During the jam in “Mountain Annie” by Fruition , one of David's favorite bands, he looked up and saw the room moving as one, smiling, laughing, and singing along. It was a moment where time seemed to slow down just enough for him to feel it fully.
“Playing one of my favorite songs, by one of my favorite bands, with all of my favorite people in the room, that was a bucket-list night,” he says. “I’d always dreamed of playing on stage in front of everyone I know.”
It wasn’t just a show. It was a milestone, the kind of moment where all the threads of his musical story came together under one roof.
The Influences Behind His Sound
David’s early playlists were an unpredictable shuffle, Vanessa Carlton into Snoop Dogg into Korn without batting an eye. But the true turning point came when he discovered the Duck Creek Log Jam music festival. Tucked away in the Hocking Hills of Ohio, Duck Creek became part of his musical DNA.
Floating near the Cabin Stage during the day, getting swept into the energy of Pine Grove at night, stumbling upon new bands he’d never heard before, each festival rewrote his internal playlist. It’s where he met the sounds that now shape his banjo style: Fruition, Caamp, Greensky Bluegrass, Billy Strings, Tyler Childers, many had passed through that event.
Those shows proved to be powerful influences that developed David's sound. His style is a blend of structure and instinct, part festival fire, part porch pickin’, part musical wanderer.
Bringing Energy — and Sunglasses — to the Stage
David is sharp, focused, and deeply committed to making each show sound great. He gets a kick out of recognizing returning faces in the crowd, people who may not know him personally but keep coming back because something about Bourbon Legend resonates with them.
Among the band, there’s a running joke: "faster is better". If a song works at one tempo, David is always curious to see if it works a little better with just a touch more drive. That instinct gives Bourbon Legend moments of lift, little jolts of energy that get feet moving and heads bobbing.
But early on, people had one recurring piece of feedback for him: “You guys sound great, but are you having fun?” He was. He just wasn’t showing it.
As a naturally focused performer, David realized he needed a way to loosen up, and that’s how the sunglasses became a thing. They give him a little buffer, a sense of ease, and a way to get lost in the music without worrying about expression or eye contact. And yes, they look pretty cool, too.
Life Beyond the Five Strings
You could say David is a maker. When he’s not playing banjo, he’s usually building, tinkering, designing, or discovering something new.
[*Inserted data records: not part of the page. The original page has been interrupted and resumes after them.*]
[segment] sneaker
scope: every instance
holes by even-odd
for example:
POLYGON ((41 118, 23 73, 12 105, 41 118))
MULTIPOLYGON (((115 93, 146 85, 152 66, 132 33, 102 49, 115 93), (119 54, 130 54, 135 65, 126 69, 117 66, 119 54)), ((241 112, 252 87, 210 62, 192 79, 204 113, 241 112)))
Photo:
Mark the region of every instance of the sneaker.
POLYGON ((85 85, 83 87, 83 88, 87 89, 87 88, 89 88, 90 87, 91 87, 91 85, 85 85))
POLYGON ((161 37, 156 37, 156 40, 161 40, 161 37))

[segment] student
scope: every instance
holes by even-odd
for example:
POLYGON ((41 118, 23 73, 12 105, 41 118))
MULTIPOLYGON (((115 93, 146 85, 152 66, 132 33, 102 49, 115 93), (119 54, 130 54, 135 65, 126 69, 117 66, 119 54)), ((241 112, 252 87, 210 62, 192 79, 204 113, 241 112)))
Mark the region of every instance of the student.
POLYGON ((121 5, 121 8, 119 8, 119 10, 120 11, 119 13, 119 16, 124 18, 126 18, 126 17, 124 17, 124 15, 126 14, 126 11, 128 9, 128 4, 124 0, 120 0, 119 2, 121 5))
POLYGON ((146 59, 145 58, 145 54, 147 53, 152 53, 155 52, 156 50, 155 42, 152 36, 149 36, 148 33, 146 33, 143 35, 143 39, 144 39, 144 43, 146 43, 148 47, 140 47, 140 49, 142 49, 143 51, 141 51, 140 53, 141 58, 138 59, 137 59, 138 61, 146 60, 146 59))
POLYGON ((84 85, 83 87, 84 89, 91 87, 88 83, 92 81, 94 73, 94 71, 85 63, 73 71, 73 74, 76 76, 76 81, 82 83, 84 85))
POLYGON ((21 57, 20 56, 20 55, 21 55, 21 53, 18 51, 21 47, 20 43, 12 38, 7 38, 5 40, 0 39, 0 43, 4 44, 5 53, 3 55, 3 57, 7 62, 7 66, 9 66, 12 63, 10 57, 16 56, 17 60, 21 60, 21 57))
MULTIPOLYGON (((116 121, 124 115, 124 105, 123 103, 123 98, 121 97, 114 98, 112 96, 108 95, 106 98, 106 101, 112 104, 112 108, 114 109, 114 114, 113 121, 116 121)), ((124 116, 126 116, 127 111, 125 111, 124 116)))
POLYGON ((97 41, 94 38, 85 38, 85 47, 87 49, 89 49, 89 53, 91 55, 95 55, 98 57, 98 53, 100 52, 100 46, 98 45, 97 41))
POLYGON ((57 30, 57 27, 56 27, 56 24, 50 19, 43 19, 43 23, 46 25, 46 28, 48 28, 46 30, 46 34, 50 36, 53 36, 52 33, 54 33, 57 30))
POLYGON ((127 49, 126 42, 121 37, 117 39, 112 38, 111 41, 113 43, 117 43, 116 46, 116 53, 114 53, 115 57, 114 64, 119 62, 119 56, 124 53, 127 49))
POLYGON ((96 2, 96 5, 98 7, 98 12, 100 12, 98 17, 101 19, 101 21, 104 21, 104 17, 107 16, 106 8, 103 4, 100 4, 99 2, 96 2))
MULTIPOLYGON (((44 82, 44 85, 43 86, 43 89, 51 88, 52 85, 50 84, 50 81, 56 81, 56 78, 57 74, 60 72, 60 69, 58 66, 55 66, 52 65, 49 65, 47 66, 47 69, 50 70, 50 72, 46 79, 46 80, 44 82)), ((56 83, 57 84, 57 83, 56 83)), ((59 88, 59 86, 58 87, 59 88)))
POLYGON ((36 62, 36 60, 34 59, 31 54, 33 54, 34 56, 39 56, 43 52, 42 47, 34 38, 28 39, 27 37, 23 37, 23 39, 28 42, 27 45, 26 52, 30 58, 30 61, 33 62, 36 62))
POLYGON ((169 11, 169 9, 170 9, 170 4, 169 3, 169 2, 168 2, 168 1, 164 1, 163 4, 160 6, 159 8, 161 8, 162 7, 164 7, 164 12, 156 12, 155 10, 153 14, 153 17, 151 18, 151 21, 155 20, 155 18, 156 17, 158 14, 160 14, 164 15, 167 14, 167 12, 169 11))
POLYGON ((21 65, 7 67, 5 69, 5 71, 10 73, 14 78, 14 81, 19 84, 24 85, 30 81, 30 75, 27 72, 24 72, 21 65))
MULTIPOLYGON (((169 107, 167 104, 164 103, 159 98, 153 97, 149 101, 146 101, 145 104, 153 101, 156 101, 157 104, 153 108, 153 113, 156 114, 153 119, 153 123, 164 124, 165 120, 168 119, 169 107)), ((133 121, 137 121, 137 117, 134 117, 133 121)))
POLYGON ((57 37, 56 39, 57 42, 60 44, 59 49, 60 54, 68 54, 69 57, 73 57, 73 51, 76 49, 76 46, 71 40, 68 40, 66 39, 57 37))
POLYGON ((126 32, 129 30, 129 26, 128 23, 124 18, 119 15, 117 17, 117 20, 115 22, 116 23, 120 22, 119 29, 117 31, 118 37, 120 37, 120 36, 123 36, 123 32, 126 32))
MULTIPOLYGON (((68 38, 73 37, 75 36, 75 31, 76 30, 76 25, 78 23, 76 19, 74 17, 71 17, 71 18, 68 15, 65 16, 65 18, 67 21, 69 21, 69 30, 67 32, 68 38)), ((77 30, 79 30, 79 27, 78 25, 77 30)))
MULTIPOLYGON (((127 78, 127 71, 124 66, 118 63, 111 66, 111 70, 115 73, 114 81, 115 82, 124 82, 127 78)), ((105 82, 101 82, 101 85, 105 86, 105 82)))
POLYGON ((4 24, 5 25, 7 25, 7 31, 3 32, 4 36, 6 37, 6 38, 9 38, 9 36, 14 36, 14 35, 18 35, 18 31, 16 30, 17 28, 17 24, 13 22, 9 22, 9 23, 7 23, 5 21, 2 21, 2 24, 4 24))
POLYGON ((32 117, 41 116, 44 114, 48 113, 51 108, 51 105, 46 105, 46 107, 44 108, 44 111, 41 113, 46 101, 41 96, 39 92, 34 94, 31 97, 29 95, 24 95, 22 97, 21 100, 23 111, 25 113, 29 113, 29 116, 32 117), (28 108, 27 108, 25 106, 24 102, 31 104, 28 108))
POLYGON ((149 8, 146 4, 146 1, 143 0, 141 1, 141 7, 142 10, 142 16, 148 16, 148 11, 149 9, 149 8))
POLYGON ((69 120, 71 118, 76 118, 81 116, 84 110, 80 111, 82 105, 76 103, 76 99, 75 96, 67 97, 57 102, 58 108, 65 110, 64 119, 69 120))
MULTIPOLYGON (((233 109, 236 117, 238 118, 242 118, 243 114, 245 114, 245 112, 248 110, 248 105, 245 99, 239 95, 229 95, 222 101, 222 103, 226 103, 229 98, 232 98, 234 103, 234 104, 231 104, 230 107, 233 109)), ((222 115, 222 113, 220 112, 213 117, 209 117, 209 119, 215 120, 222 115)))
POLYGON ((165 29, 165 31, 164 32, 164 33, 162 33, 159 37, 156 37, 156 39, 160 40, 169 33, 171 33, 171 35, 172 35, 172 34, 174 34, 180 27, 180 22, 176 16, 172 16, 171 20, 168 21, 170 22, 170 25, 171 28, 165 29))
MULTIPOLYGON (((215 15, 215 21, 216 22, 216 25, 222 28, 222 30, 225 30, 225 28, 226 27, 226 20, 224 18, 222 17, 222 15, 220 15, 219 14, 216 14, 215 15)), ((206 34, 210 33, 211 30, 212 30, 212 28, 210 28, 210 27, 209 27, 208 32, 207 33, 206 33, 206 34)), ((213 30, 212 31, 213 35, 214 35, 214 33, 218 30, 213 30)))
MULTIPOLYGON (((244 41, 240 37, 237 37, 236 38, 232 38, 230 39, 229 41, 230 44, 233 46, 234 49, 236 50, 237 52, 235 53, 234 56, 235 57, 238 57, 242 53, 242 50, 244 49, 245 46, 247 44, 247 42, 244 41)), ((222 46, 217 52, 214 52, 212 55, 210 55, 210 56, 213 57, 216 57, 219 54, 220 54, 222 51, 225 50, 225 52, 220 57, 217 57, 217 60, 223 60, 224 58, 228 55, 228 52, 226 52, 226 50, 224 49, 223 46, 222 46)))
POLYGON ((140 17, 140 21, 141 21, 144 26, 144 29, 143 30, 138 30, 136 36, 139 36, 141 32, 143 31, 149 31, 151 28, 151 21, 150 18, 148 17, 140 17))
By day, he’s a Middle School Special Education teacher, bringing the same patience and curiosity he has in music to his classroom. He’s a woodworker who earned a 3rd-place ribbon at the 2024 Ohio State Fair, a testament to the skill, precision, and creativity he puts into everything he crafts.
Then there's the camper van, Ruby, a full DIY project that he tore apart and rebuilt into a comfortable home-on-wheels. He and his wife have taken it across the country as they work toward visiting all 50 state capitol buildings. They’ve already crossed off 39.
And when he’s not building furniture or driving cross-country, David is experimenting with tie-dye, creating one-of-a-kind shirts and even the Bourbon Legend banner you’ll sometimes see hanging behind the band.
Everything he does, whether it’s teaching, woodworking, traveling, or tie-dying, has the same thread running through it: he’s always learning, always creating, always exploring.
David’s banjo adds color, character, and energy to Bourbon Legend, but it’s his curiosity, quiet determination, and creative spirit that help define who he is in the band. He’s a craftsman in every sense of the word, and the music is better because of it.